Disko Troop claims to receive his given name for his birth on board his father's ship near Disko Island on the west coast of Greenland. His crewman, "Long Jack", once calls him "Discobolus".

A claim that Kipling used the United States Fish Commission fisheries research ship as the model for We′re Here is unproven.

==Film, TV, theatrical, or other adaptations==
Captains Courageous has been adapted for film three times:
- In 1937 as Captains Courageous, produced by Louis D. Lighton, directed by Victor Fleming and starring Spencer Tracy, Freddie Bartholomew, Lionel Barrymore, Melvyn Douglas, Mickey Rooney and John Carradine.
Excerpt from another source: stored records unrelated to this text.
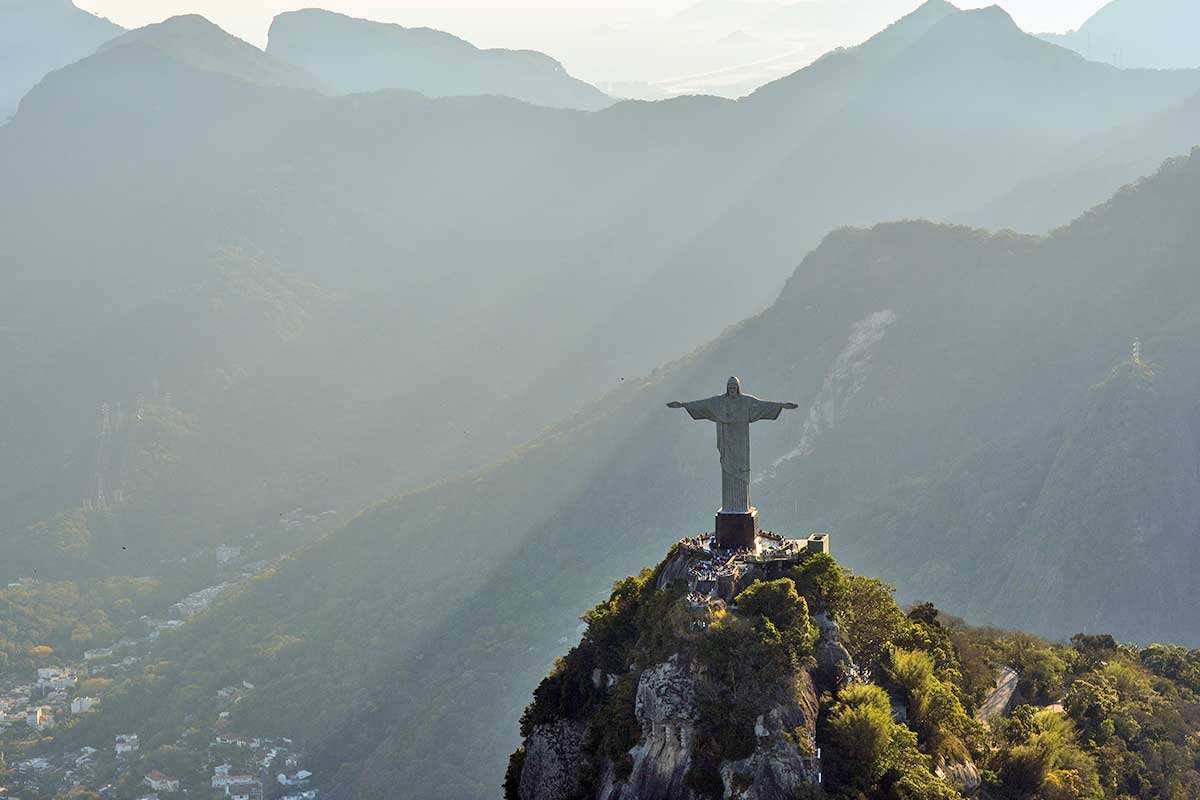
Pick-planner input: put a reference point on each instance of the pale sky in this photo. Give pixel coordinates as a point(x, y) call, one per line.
point(612, 42)
point(250, 18)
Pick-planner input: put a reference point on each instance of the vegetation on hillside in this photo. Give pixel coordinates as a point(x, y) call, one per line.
point(1102, 721)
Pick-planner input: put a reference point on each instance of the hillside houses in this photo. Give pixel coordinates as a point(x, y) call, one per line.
point(160, 782)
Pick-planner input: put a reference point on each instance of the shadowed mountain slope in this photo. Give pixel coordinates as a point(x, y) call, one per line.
point(359, 55)
point(947, 434)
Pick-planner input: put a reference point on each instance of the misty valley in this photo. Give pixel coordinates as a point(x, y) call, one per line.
point(336, 458)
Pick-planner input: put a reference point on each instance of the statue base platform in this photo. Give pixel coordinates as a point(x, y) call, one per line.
point(737, 529)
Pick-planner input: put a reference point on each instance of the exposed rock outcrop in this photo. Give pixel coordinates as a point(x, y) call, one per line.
point(551, 764)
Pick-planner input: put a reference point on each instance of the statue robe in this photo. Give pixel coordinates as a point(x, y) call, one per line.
point(733, 415)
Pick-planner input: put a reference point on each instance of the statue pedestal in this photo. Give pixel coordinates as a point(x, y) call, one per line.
point(737, 529)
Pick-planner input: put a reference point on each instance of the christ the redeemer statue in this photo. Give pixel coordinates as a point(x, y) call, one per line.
point(733, 413)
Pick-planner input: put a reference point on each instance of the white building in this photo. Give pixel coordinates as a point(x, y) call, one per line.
point(160, 782)
point(83, 704)
point(247, 788)
point(41, 717)
point(297, 779)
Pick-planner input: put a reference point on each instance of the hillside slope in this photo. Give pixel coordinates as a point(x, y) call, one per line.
point(936, 368)
point(1156, 34)
point(358, 220)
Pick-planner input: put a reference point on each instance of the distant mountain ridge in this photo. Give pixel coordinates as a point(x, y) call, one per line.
point(199, 43)
point(953, 435)
point(388, 203)
point(359, 55)
point(37, 36)
point(1156, 34)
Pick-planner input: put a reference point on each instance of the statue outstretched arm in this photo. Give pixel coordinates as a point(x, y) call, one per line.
point(768, 409)
point(705, 409)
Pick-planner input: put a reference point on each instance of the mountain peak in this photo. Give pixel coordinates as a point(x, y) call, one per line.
point(363, 55)
point(202, 43)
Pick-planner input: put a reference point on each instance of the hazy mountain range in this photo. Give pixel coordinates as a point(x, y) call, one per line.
point(299, 223)
point(357, 55)
point(970, 425)
point(1158, 34)
point(231, 288)
point(42, 35)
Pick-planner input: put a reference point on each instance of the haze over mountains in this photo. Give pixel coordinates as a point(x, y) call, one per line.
point(970, 426)
point(235, 283)
point(358, 55)
point(1158, 34)
point(39, 36)
point(288, 238)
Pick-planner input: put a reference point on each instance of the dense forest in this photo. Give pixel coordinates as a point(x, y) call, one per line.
point(1091, 719)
Tracy won the Academy Award for Best Actor for his work in this film.
- In 1977 for television, directed by Harvey Hart and starring Karl Malden, Jonathan Kahn, Ricardo Montalbán, Fritz Weaver, Fred Gwynne and Neville Brand.
- In 1996 for television, directed by Michael Anderson and starring Robert Urich, Kenny Vadas, Kaj-Erik Eriksen, Sandra Nelson and Colin Cunningham.
Musical theatre:
- Captains Courageous, The Musical was a 1999 Off Broadway production at the Manhattan Theatre Club.
- Episode 89 of The Triplets is based on Captains Courageous and follows the plot very closely.

Other adaptations:
- The Billion Dollar Boy by Charles Sheffield is a retelling of Captains Courageous in a futuristic science fiction setting.
- Cabin Boy, a movie starring Chris Elliott, is a loose adaptation.

==In popular culture==
- Commentator David Lloyd frequently referred to Kevin Pietersen as "Captain Courageous" during his period as captain of the England cricket team.
- In the movie Captain Ron (1992), Martin Short's character derisively refers to the leader as "Captains Courageous".
- "Captains Outrageous" is the title of a 1974 Junior Woodchucks comic book written by Carl Barks, a 1979 episode of the American television series M*A*S*H, and a 2001 crime/suspense novel by Joe R. Lansdale.
- "Captains Courageous" is a track on the Levellers album Mouth to Mouth.